Documented in ICCstats

#' Intraclass correlation statistics from an lm.rrpp model fits
#'
#' Function performs analyses concerned with the repeatability (reliability) of multivariate data 
#' (measurements) collected from the same research subjects.  Although there is no
#' requirement for repeated measurements on all research subjects, the analysis assumes
#' that multiple observations are made. 
#' 
#' Function uses ANOVA statistics or SSCP matrices to find the ratio of among-subject
#' to within-subject variance.  The former is a dispersion-based approach and the latter
#' is a multivariate generalization of the ICC statistic (as a matrix product).  The
#' multivariate generalizations of the statistics
#' described by Liljequist et al. (2019) are used to find matrix products, 
#' from which eigenanalysis is performed, providing ICC statistics by eigenvectors.  
#' 
#' Three statistics describe the ICC for the population,
#' agreement of measurements among subjects, and consistency between measurements.  
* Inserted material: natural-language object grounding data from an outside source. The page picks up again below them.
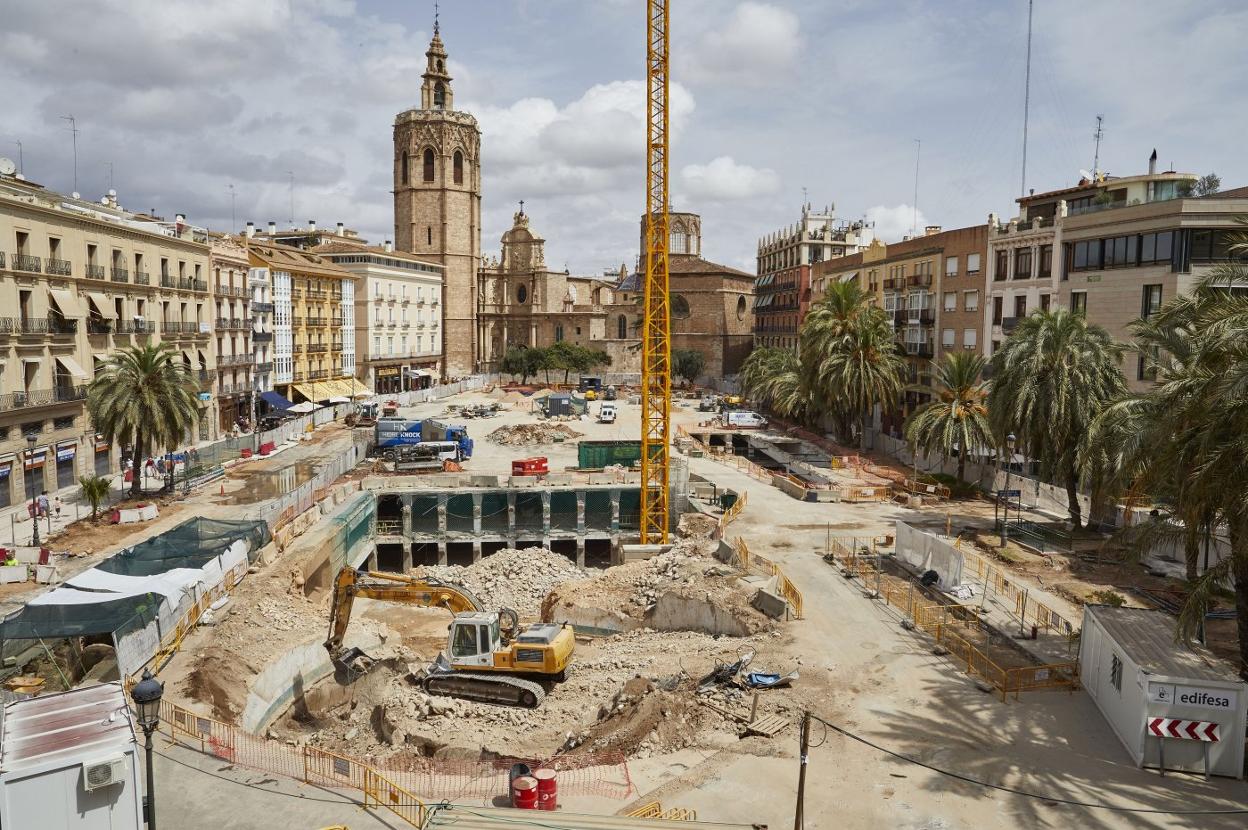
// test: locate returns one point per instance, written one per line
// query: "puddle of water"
(262, 486)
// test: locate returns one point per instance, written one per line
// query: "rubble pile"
(532, 434)
(517, 579)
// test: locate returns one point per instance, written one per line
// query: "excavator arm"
(392, 588)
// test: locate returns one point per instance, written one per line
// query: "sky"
(206, 109)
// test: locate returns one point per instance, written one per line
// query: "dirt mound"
(532, 434)
(517, 579)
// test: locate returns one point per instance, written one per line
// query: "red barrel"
(548, 789)
(524, 793)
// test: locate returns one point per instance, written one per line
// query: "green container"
(593, 454)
#' The last statistic does not necessarily measure the sameness 
#' between measurements but the consistency of change between measurements,
#' which might be indicative of a systematic measurement error.  
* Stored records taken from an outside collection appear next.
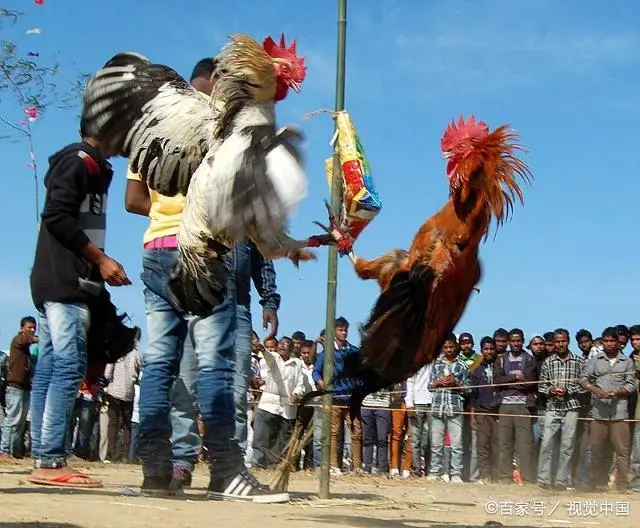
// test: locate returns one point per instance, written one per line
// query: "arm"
(574, 387)
(263, 275)
(409, 397)
(137, 199)
(318, 371)
(545, 383)
(108, 372)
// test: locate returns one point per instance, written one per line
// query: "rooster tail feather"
(395, 328)
(199, 295)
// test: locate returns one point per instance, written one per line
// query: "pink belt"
(168, 242)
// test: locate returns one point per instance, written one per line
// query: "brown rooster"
(425, 290)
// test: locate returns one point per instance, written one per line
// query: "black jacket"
(74, 214)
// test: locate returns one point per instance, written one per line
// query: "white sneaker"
(244, 487)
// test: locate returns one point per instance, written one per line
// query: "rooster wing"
(150, 114)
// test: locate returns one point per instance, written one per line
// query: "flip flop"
(63, 481)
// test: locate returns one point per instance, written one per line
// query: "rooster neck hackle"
(246, 79)
(488, 178)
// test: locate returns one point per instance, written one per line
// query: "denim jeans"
(62, 365)
(215, 364)
(565, 426)
(420, 428)
(376, 426)
(635, 458)
(13, 428)
(454, 425)
(242, 372)
(185, 438)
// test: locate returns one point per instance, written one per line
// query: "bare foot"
(63, 477)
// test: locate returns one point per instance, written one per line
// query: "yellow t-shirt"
(164, 215)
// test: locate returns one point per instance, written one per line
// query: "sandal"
(64, 481)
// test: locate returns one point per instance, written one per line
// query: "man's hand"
(599, 393)
(270, 318)
(112, 272)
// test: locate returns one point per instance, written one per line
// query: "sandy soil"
(357, 501)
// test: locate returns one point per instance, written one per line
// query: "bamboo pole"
(332, 267)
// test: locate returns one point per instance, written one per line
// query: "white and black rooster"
(241, 176)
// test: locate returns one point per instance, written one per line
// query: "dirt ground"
(357, 501)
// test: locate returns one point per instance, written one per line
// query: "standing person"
(485, 401)
(19, 372)
(560, 383)
(342, 388)
(68, 276)
(448, 376)
(214, 339)
(610, 377)
(516, 401)
(376, 426)
(418, 401)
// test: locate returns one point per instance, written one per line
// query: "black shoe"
(244, 486)
(157, 487)
(181, 479)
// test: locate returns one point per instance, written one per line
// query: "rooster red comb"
(462, 131)
(280, 51)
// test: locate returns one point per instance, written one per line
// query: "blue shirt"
(342, 386)
(448, 401)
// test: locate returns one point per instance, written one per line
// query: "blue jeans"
(438, 425)
(420, 428)
(635, 458)
(242, 372)
(15, 420)
(215, 364)
(185, 437)
(62, 364)
(376, 426)
(564, 426)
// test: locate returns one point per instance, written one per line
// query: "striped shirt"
(122, 376)
(448, 402)
(565, 374)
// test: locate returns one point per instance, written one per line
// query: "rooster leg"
(382, 268)
(284, 246)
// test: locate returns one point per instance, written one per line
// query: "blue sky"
(564, 74)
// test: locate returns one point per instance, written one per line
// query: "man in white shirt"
(418, 401)
(276, 413)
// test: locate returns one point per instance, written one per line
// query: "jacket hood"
(54, 159)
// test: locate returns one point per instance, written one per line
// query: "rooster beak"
(295, 86)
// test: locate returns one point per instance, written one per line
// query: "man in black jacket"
(68, 274)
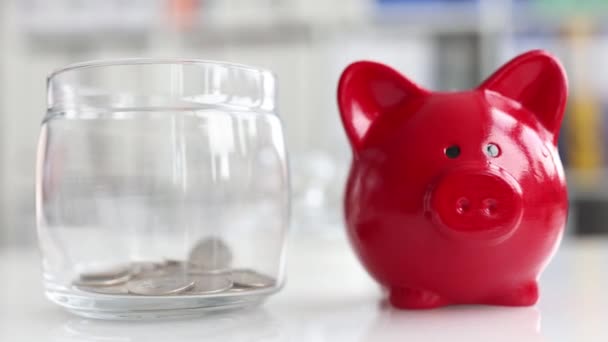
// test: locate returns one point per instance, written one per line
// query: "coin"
(160, 286)
(250, 278)
(210, 254)
(195, 271)
(210, 284)
(114, 290)
(106, 277)
(144, 267)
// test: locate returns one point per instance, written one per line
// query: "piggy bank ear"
(536, 80)
(366, 91)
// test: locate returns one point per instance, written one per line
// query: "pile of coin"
(207, 271)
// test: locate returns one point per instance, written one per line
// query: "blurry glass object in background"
(442, 44)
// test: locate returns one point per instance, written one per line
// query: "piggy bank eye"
(492, 150)
(452, 151)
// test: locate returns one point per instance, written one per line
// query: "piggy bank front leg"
(409, 298)
(523, 295)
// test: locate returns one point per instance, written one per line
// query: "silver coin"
(210, 254)
(107, 277)
(250, 278)
(210, 284)
(112, 290)
(195, 271)
(145, 267)
(160, 286)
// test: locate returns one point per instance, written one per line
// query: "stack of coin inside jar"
(207, 271)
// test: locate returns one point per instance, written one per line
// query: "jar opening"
(125, 84)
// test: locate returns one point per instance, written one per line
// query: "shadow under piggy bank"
(456, 323)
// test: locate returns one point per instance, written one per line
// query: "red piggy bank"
(456, 197)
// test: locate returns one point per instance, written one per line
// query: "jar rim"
(94, 63)
(160, 83)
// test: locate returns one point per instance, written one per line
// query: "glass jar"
(162, 188)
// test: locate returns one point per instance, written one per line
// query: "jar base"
(125, 307)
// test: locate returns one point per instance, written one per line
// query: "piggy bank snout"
(470, 200)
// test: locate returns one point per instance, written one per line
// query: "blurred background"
(442, 45)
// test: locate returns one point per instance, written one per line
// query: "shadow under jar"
(162, 188)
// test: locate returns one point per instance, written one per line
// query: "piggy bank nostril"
(490, 206)
(463, 205)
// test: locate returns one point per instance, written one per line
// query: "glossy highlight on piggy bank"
(456, 197)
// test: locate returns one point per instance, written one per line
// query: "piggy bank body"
(456, 197)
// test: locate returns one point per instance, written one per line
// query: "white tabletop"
(329, 297)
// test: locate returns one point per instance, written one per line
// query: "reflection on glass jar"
(162, 188)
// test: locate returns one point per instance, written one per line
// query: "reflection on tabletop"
(250, 325)
(460, 323)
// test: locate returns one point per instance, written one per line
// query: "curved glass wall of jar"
(162, 188)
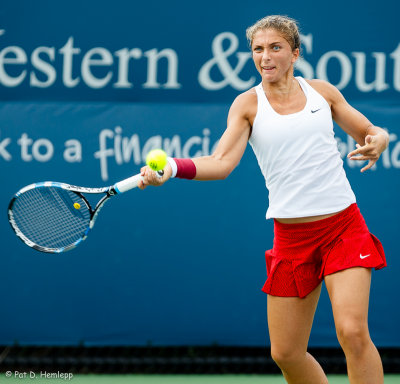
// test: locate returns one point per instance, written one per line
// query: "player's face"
(272, 55)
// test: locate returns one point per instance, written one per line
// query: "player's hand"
(371, 151)
(150, 177)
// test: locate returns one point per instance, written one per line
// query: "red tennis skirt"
(303, 253)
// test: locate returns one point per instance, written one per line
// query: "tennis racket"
(56, 217)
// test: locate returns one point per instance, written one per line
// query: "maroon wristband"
(186, 168)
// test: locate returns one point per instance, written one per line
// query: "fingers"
(368, 152)
(369, 165)
(150, 177)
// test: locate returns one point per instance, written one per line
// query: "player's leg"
(349, 294)
(289, 322)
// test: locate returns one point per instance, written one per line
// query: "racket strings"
(48, 217)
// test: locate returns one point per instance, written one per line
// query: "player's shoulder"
(245, 104)
(326, 89)
(245, 100)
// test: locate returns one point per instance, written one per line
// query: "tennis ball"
(156, 159)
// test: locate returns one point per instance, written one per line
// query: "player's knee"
(353, 336)
(286, 356)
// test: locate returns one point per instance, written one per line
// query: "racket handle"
(131, 182)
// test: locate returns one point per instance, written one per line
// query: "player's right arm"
(233, 142)
(229, 150)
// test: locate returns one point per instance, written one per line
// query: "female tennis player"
(319, 233)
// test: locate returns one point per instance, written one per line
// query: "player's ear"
(296, 54)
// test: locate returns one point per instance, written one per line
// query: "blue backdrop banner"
(87, 89)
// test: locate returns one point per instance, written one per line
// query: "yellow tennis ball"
(156, 159)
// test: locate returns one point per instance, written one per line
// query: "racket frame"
(108, 191)
(118, 188)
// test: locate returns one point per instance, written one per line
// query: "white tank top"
(299, 158)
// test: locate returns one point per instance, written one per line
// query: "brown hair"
(285, 25)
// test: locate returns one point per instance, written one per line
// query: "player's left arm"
(371, 140)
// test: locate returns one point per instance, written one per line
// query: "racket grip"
(127, 184)
(131, 182)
#' If groups are used, these three statistics are 
#' repeated, using the SSCP for groups-adjusted data.  
#' This approach accounts for group differences,
#' which would avoid large subject variation compared to measurement error 
#' inflating ICC values.  If there are 
#' inherently disparate groups from which subjects are sampled, 
#' this approach can elucidate better agreement and 
#' consistency in light of group differences.
#' 
#' This function is most useful for analyses performed with 
#' \code{\link{measurement.error}}, but any \code{\link{lm.rrpp}} fit can be used,
#' so long as research subjects can be defined. 
#' 
#' It is essential that all arguments are terms that can be found in the model frame
#' of the model fit, as provoke by ANOVA.  Using anova(fit) will elucidate the row
#' names of the ANOVA that could be used.
#' 
#' @export
#' @keywords analysis
#' @author Michael Collyer
#' @return Objects of class "ICCstats" return the following:
#'  \item{ICC_disp}{The intraclass correlation coefficient (ICC) based on the dispersion of values.}
#'  \item{ICC_mult}{The eigenvalues of ICC matrices} 
#' @param fit The \code{\link{lm.rrpp}}, previously evaluated.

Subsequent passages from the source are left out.